According to my doctor, I am very healthy. My heart rate is slow. My bloodwork is fine. Yet, I have to manage my energy carefully with much sleep, and manage the physical pain that seems to have set in. I alternate between working and resting to do what needs to be done. It is strange to feel my being rapidly unwinding itself from the body, as if leaving a car on the side of the road.
I do not feel sad or worry for myself. I just feel the need to complete and give. I observe what is occurring and share with my husband (I remarried) – a dear friend who has been with me while I was a happy-go-lucky human, while “she” was transforming, and through all the changes until the full transformation into this. He helps me get ready for work. He lets me rest. And I can focus on the people and energies around me – including my husband and children. I am always surrounded by someone(s) or dynamics that need attention. Whatever I have become cannot be described as human, and people can feel that. I am definitely not surrounded by guru groupies. There is no sign that says “I am the Light.” And there never will be.
I am an experiment: Can a fully enlightened being live a so-called ordinary life without being tucked away in an ashram or temple? Can such a being hold down a job, raise a family, have everyday interactions with people, eat whatever, and never tell most people what he or she is? The answer is yes. This a good – as more people break through, they will be able to walk among others, and their bodies will evolve also! This transition period is imminent for the human race.

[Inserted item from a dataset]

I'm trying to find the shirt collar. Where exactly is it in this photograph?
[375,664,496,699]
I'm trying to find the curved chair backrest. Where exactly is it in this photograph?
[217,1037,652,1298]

Whatever your current state, know that you are not your pain. More important than acknowledging your pain is studying and gaining insight into how you relate to your pain, and then move through and past it to your true nature.
I live in constant physical pain and I know that I am not that. I do know what I am, but have no words to express it. It doesn’t really matter.
We all have some kind of pain – usually physical or emotional, or both. A balanced person will try to adapt their life to the challenges of pain.
Some run from their pain and try to forget they feel it. Others worship their pain and talk about it nonstop, looking for validation that they deserve compassion and care. Still others suffer in silence, feeling that they deserve the pain and must bear it with dignity, or hide it. Of course, there are also those who try to make something positive out of their pain by reaching out to those with similar pain – “You are not alone!” One would think that all people want the pain to stop and do whatever possible to end it, but some look for the pain to quiet their fear, guilt, or shame.
We attribute so much value to pain and give it so much of our attention. Perhaps, due to evolution? In general, we notice immediately when any discomfort sets in.
But pain is just a signal – it’s simply information and nothing more. In studying our response to pain – whether resistance, embrace, or coexistence – we learn how to let go. I coexist with pain while awake, and I do not feel physical pain while the body sleeps. However, I am attuned to people around the globe at all times – their pain is now impersonal and mine at the same time. I feel the pain of so many people, and reach out to them in body and soul. It is a good thing that I am just an open doorway. A person would not be able to feel it all.